[LAU] What is the best MP3 encoder?

Peder Hedlund peder at musikhuset.org
Tue Apr 2 12:35:29 UTC 2013


Quoting Ralf Mardorf <ralf.mardorf at alice-dsl.net>:

> On Tue, 2013-04-02 at 12:59 +0200, Peder Hedlund wrote:
>> You should read Monty's (of Ogg/Vorbis and Opus/CELT fame) 24/192 post
>> : http://people.xiph.org/~xiphmont/demo/neil-young.html
>> When recording you should obviously go as high as feasible but 16/44.1
>> is more than adequate for listening.
>
> I didn't read this post, because I already disagree. There already is an
> audible difference between 44.1KHz and 48KHz. Unlikely that my
> previously golden ears are still golden, since I'm living for > 15 years
> in a loud place.

Feel free to post the results of a double blind test to prove you're right.

> If there are no technical issues, e.g. a sound card that does perform
> better at a sample rate > 48 KHz, then to record with more than 48 KHz
> is useless. Why should a sample rate > 48 KHz improve something?

When recording it's (almost) never wrong to go as high as possible,  
since your audio will go through a number of different effects,  
filters and stuff before eventually be summarized on the master bus,  
so you should try minimizing all the potential loss on the way there.
Once you render the file 16/44.1 is all you need - have a look at  
Monty's really good videos http://video.xiph.org/vid1.shtml and  
http://video.xiph.org/vid2.shtml

> And again, no, 44.1 KHz even isn't adequate, you can hear loss of
> quality.

Talk is cheap, prove it in a double blind test please.

> The most important thing is the way people listen to audio signals.
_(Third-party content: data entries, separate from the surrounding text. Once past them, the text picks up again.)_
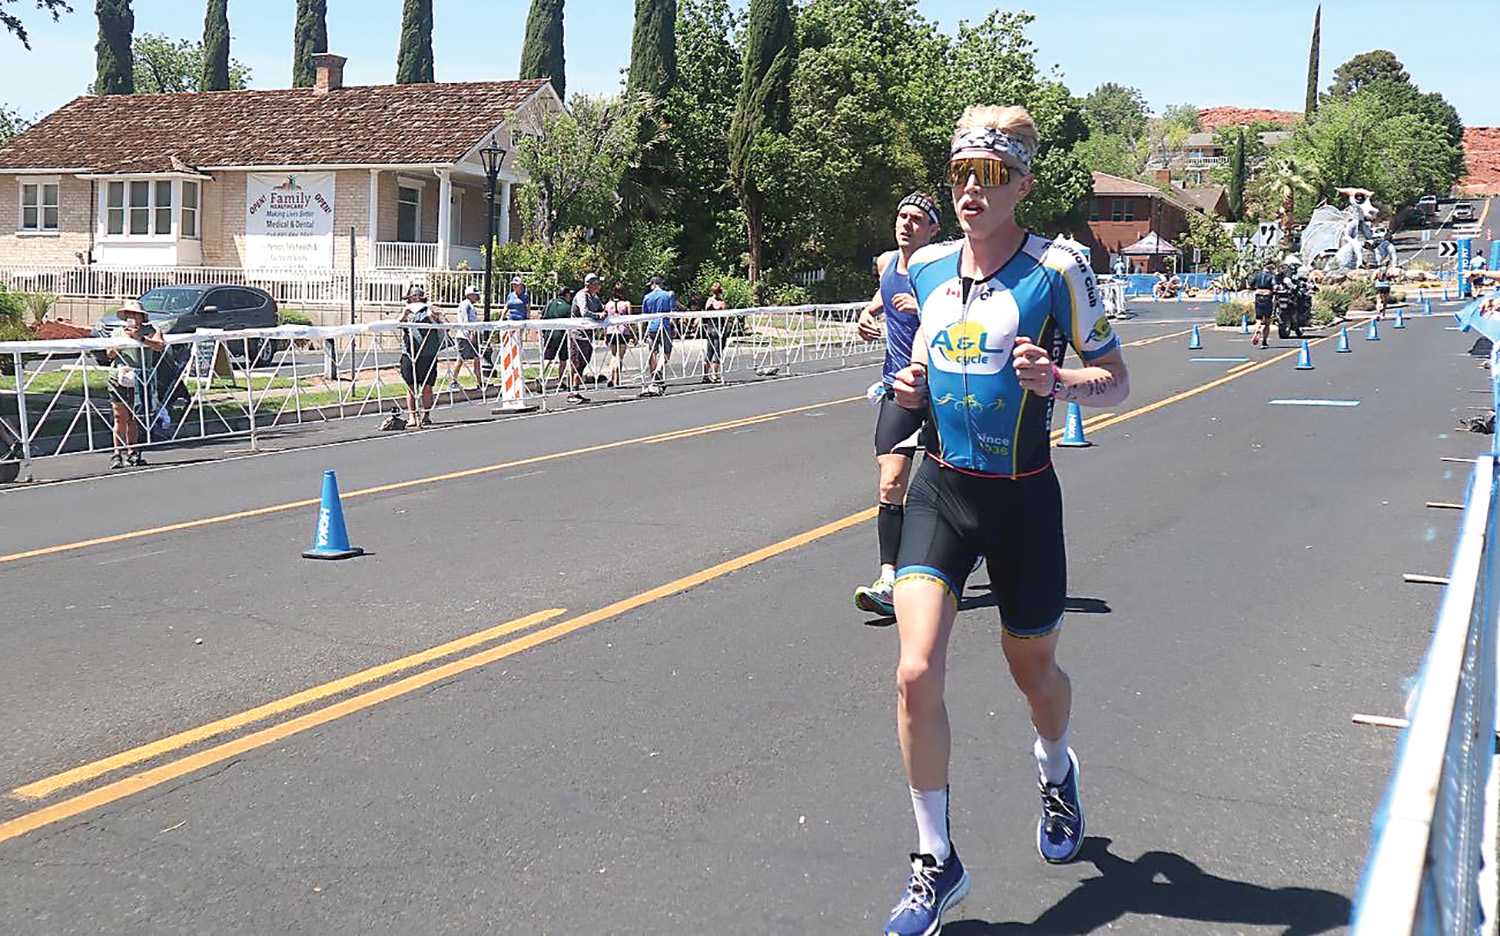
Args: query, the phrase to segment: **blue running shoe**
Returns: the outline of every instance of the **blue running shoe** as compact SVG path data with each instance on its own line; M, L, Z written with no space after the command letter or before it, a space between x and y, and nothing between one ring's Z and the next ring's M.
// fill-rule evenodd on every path
M861 611L868 611L871 614L895 617L895 587L893 582L883 578L876 579L873 585L861 585L854 590L854 606Z
M1036 850L1048 864L1067 864L1083 847L1083 803L1078 798L1078 755L1068 748L1068 775L1062 783L1040 782L1042 818L1036 824Z
M943 864L931 855L913 854L906 894L891 909L885 936L937 936L943 930L943 912L958 906L968 893L969 872L956 850Z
Make
> your ABX tests with non-musicians and play two different versions of the
> same song, that only include some differences, e.g. the Bass sound is
> different or even a loud snare always played at 2 and 4 is a different
> sound.

ABX testing isn't about hearing a particular instrument or if the EQ  
is different in one track - it's being able to tell if track X is the  
same as track A or B.
Do try it yourself on a favourite song; it's as easy as encoding it  
with lame, decoding it back to wav with lame, importing the original  
and the original->mp3-new_wav into foobar2000 with the ABX plugin and  
checking if you can hear which is which.
Here's a guide : http://www.youtube.com/watch?v=jt7GyFW4hOI

> And those "certain things" always could be part of the music and usually
> are part of the music, people usually are simply not trained to notice
> this, they wouldn't notice, if Jimi Hendrix plays a Flying V or a
> Stratocaster, the way Hendrix played guitar I suspect every guitarist
> will hear the difference between a Flying V and Stratocaster.

I saw a test where a bunch of professional musicians and engineers  
listened to a guitar player playing an old $5000 Les Paul and a $500  
copy and were asked to tell which was the expensive one. About half of  
them failed, including the guitar player in the group.
The same was true for a Stradivarius and a cheap beginners violin,  
though IIRC the violin player was correct.